Canadians (or those familiar with the Canadian accent), may recognize the weak pun in today’s title: ‘I’m horribly sorry‘ can sound to someone from the UK or elsewhere a bit like ‘I’m hoarably sorey.’ (I’m using ‘hoar’ to be family friendly; if you replace the syllable with the more illicit word that sounds exactly like ‘hoar,’ it will result in a much more disturbing pun).
Joking aside, though, what’s going on here? Well, in many varieties of North American English (including General American), /or/ words of any kind–‘horrible,’ ‘porridge,’ ‘sore,’ ‘poor‘–are all pronounced with the same vowel, roughly akin to the ‘aw’ sound in ‘flaw.’ ([ɔ] in the IPA.) There are exceptions to this, in the Eastern United States, but for the most part /or/, /orr/, and /oor/ aren’t much distinguished on this side of the Atlantic.
In many types of British English, by contrast, ‘poor,’ ‘sore’ and ‘horrible’ can be pronounced with three entirely different vowels (although this is more commonly two in contemporary accents). The pun in the title derives from the fact that, for accents that make the distinction, ‘horribly’ and ‘sorry’ are pronounced with the ‘short-o’ in ‘lot’ (i.e. /hɒɹɪbli/ and /sɒɹi/). So to British, Australian, or New York ears, the Canadian syllables might sound uncomfortably close to ‘whore/hoar’ and ‘sore.’
But what about ‘sorry?’ Here is where things get complicated. In many American accents, ‘horrible,’ ‘Florida’ and ‘corridor’ are pronounced with the vowel in ‘flaw.’ But ‘sorry,’ ‘borrow’ and ‘tomorrow’ have the same vowel in ‘lot,’ as in British accents. In Canada, meanwhile, all such /or/ words have the ‘aw’ vowel, including ‘sorry.’ Why is ‘sorry’ an odd word out in America but not for our neighbors to the North?
What makes this even more peculiar is in the case of accents out here in the Western US, where the cot-caught merger is typical. I can’t account for every regional accent, but my impression is that for most, sorry has the ‘short-o’ in ‘lot,’ while horrible has an entirely different ‘aw’ sound ([ɔ] or [o]).

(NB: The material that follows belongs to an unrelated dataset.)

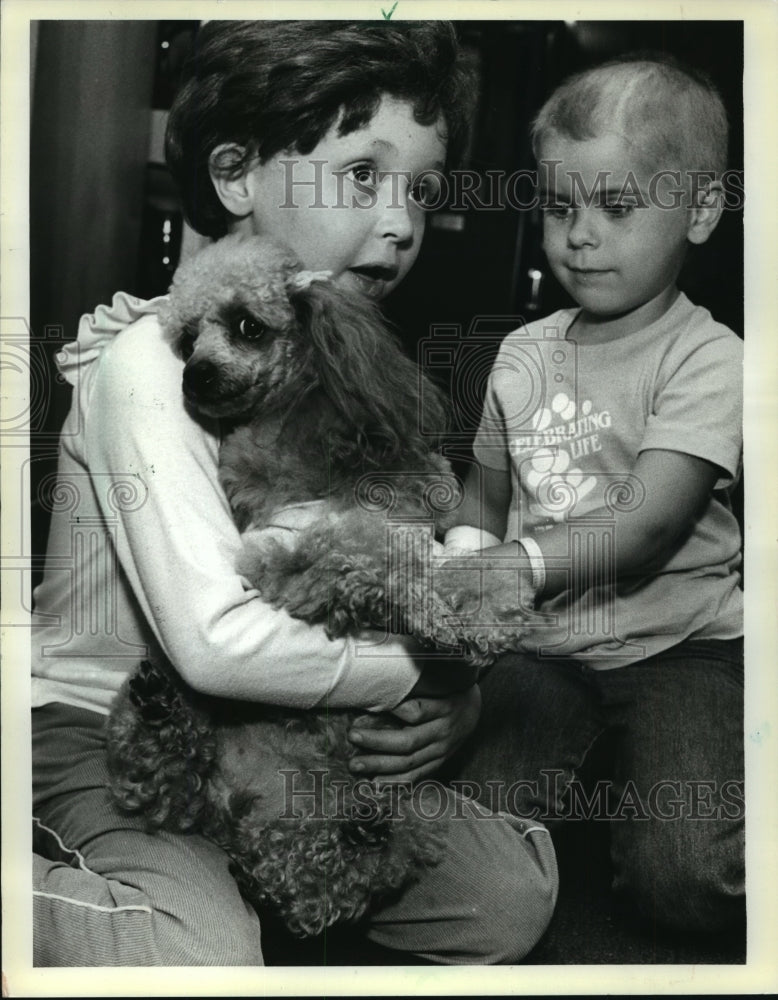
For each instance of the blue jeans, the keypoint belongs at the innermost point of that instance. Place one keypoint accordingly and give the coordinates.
(106, 892)
(673, 794)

Is this the one exception in which Westerners distinguish between the two vowels? Or does /or/ follow an entirely different pattern?
(I’ll acknowledge an objection from the more linguistically advanced: you could make the case that in Western American accents, ‘-orr’ words like ‘horrible’ are merging with the vowel in ‘core,’ which can further be argued to be an allophone of the /o/ in ‘goat.’ Still, that doesn’t quite explain why /orr/ words have joined two different phonemic camps.)
None of this really explains, however, why Canadians went fully in one direction, but Americans didn’t. Unlike other Canadian/American differences, this can’t be explained by vowel shifts or loaned British pronunciations. Any ideas?